On repart en 1993, j’ai 20 ans. Mon meilleur ami part faire 8 mois d’études à Montréal en me lançant en défi : «
Tu viens me voir au Québec cette année ? Même pas cap’ ! »
Il a raison, à l’époque je ne suis qu’une petite étudiante sans le sou, très timide, qui n’est pratiquement jamais partie en vacances, qui ne pense pas vraiment à quitter les jupons familiaux…
Tout juste rêve-je depuis longtemps de Canada comme d’autres rêvent d’Etats-Unis ; mon rêve américain, totalement utopique à cette époque…
Mais je l’aime bien (trop !) ce mec, je suis piquée au vif par son défi. Je me serre encore plus la ceinture pour économiser quelques sous, et je me fais violence pour dénicher un billet d’avion pour les vacances de printemps (avril).
Jusqu’à me voir dans les couloirs de Berri Uqam, cet ami ne croyait pas en venue… Et pourtant m’y voilà !
C’est la pire saison pour voyager au Québec, ce n'est plus l’hiver, pas encore le printemps. Les rues de Montréal sont tristounettes, la météo n'est pas au beau fixe. Les étudiants ont beaucoup de travail à cette période et je me retrouve un peu délaissée par mon ami, devant découvrir Montréal seule. Heureusement un concours de circonstances m’offre une place dans un camping-car qui monte vers Tadoussac et redescend ensuite vers les chutes du Niagara… Les lacs du nord encore dans leur gangue de glace, les premiers bourgeons du côté de Niagara, la terre brûlée et les arbres dénudés de fin d’hiver partout sur le chemin, des sites fermés… Mais Maudit que ce pays est tout de même beau et accueillant ! Les villes m'interpellent, les grands espaces me subjuguent déjà.
Ce n’est donc pas forcément le meilleur séjour que j’ai passé au Québec. Que de violences me suis-je infligées pour voyager seule (1ère fois en avion, rejoindre seule Berri Uqam, me débrouiller seule dans les rues et souterrains de la ville…) ! Une très rude épreuve à l’époque.
C’est donc un premier pas, un premier contact… un pas de géant pour moi ! un coup de cœur immédiat !
Le début d’une longue histoire de voyages, d’abord québécois, puis dans le monde entier… Le début d'une belle histoire d'amour avec le Québec.
Eté 1994 – Cet ami, revenu en France, organise un circuit de 3 semaines au Canada pour le faire découvrir à ses amis français. Je suis de la partie. (...)
1995-1996 – Je marche sur les traces de mon ami, en m’offrant une année d’études extraordinaire à Montréal. Deux ans avant, cela était inimaginable pour moi, pour ma famille, pour mes amis, purement impossible !
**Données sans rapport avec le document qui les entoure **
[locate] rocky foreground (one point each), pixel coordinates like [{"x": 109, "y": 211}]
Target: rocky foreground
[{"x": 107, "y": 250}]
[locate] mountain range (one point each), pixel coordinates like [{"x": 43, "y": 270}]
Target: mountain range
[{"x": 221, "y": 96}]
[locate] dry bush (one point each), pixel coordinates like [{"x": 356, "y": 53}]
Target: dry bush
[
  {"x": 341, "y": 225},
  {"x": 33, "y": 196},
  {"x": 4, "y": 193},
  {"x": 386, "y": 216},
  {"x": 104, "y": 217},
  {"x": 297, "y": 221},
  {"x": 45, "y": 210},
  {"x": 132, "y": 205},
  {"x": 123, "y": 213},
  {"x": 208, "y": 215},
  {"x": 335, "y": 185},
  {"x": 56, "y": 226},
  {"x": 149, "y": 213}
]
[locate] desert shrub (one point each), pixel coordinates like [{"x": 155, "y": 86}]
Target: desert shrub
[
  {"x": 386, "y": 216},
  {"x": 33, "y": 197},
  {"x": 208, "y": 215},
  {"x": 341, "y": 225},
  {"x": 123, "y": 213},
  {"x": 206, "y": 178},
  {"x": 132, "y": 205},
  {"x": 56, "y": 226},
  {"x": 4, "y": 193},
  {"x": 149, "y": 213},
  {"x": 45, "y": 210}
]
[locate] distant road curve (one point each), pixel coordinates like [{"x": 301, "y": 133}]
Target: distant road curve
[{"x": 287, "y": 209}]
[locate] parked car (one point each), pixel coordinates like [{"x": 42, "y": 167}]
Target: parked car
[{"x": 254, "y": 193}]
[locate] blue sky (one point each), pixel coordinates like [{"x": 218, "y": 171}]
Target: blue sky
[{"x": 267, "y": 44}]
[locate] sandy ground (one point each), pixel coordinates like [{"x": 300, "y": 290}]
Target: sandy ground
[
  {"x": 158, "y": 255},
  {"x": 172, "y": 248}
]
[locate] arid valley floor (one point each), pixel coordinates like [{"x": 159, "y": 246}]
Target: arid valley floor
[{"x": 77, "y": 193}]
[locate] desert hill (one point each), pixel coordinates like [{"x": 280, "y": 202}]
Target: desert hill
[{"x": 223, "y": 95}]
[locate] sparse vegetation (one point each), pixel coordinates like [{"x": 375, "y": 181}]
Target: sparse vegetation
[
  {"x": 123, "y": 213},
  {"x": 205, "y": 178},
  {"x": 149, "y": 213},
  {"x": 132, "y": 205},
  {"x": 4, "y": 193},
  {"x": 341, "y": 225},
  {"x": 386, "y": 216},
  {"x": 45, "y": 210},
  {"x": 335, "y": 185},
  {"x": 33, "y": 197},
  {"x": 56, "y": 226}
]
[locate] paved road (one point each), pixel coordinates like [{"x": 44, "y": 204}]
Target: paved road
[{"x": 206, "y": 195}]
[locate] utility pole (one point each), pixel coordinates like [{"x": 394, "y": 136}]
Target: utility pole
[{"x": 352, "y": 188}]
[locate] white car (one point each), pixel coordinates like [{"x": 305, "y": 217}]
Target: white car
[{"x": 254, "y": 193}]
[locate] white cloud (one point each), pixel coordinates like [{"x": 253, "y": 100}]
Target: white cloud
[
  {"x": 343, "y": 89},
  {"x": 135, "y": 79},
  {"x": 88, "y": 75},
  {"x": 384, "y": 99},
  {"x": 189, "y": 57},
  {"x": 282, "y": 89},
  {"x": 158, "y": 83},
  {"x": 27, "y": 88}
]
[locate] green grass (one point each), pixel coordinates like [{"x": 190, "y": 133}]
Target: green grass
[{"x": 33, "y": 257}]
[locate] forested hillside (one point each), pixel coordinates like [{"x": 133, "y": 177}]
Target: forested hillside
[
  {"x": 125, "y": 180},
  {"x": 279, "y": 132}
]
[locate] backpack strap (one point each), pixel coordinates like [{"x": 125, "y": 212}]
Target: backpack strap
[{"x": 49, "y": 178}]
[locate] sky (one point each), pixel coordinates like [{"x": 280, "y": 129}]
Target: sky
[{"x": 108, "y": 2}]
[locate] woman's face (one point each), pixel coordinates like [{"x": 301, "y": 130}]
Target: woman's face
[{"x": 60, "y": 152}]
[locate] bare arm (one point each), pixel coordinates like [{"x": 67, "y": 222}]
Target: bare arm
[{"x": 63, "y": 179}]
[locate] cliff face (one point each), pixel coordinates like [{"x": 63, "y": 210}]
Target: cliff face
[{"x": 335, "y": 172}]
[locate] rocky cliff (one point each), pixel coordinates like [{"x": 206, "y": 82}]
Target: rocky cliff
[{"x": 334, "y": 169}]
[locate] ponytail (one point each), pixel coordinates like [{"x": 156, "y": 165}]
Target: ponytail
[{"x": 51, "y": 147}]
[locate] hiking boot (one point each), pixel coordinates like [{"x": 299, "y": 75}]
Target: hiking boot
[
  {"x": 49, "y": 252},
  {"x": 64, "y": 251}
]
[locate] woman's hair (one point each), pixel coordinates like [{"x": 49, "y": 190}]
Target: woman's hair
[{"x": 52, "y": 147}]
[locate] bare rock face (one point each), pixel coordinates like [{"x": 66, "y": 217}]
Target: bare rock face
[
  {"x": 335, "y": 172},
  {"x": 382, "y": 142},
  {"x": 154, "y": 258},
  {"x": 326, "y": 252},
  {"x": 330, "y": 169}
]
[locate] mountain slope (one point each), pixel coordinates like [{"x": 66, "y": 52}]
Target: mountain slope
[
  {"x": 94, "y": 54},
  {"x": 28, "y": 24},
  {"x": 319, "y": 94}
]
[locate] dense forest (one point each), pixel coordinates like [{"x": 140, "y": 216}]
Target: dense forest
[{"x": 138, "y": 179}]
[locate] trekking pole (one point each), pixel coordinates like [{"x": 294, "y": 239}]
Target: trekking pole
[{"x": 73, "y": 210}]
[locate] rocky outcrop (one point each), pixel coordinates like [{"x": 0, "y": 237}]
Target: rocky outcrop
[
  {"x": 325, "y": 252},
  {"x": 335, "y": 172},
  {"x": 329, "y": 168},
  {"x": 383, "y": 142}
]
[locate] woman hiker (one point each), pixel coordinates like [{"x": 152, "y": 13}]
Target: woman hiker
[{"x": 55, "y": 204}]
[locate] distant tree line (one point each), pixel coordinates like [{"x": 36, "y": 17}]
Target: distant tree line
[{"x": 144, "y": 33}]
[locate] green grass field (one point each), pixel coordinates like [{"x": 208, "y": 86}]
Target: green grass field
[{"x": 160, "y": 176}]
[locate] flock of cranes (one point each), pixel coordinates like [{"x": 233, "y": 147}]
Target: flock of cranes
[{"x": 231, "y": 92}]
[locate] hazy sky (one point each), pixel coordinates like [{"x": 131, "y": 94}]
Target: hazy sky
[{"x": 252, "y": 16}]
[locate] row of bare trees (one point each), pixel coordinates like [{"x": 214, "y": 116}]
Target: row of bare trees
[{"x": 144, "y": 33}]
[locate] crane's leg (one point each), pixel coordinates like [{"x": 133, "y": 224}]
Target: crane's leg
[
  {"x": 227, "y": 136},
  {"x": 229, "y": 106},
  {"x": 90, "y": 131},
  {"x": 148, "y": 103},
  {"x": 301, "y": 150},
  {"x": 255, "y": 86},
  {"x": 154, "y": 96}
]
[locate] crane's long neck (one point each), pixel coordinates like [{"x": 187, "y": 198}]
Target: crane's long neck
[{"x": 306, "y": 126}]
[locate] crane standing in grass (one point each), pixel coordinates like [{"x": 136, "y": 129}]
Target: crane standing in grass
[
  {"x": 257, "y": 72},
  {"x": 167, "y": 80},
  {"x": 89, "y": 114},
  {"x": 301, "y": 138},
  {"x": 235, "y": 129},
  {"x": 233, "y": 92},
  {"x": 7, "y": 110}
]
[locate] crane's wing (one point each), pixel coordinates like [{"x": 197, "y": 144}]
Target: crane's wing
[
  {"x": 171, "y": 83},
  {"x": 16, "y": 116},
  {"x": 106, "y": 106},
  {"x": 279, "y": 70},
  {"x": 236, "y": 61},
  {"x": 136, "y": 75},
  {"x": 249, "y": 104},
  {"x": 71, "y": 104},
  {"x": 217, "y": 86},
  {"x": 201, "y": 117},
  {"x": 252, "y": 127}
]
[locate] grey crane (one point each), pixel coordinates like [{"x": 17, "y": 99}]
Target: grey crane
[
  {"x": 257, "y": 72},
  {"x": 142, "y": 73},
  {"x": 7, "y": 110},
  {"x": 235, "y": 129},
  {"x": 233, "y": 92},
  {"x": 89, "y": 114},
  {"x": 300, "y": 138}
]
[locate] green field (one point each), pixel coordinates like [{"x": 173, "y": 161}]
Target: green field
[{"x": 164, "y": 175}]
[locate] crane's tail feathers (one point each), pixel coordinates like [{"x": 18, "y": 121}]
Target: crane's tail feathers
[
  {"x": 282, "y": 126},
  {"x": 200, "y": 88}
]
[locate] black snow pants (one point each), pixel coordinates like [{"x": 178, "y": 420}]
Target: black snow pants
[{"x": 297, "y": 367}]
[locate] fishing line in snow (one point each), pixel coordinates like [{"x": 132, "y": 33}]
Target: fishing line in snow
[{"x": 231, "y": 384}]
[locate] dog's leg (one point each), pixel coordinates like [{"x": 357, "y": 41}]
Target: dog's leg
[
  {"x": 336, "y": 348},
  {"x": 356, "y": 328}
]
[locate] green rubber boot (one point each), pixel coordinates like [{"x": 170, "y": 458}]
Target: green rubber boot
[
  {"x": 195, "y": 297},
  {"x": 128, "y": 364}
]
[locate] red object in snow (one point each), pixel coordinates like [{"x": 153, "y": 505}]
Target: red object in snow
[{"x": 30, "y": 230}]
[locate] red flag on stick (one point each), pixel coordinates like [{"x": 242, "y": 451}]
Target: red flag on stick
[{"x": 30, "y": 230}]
Et cela reste encore maintenant pour moi LA meilleure année de ma vie. Sensation de réellement décider de ma vie pour la 1ère fois, d’avoir choisi celle que je veux durant 8 mois, d’être pleinement maître de mes choix (et non de suivre un chemin tout tracé par les autres, par le système… ). (...) Les yeux grands ouverts, le cœur aussi. De belles amitiés. Des expériences à l’Université qui m’amèneront à découvrir ma vocation professionnelle : c’est là-bas que j’ai su que je serais prof, pour le meilleur ; grâce aux professeurs de l'Uqam, grâce à mes camarades d'étude de cette année-là.
Après ?
Je suis revenue plusieurs fois au Québec (...) en organisant des circuits de 2-3 semaines pour mes amis français. En grande organisatrice de l’ensemble du séjour. Elle est loin la petite étudiante qui n’osait pas ouvrir les portes d’une agence de voyage ; maintenant elle démarche les compagnies aériennes pour dégotter 7 billets d’avion au meilleur prix, elle planifie et réserve auprès des auberges et loueurs de voitures… elle gère le budget du groupe et joue le guide sur les sites touristiques…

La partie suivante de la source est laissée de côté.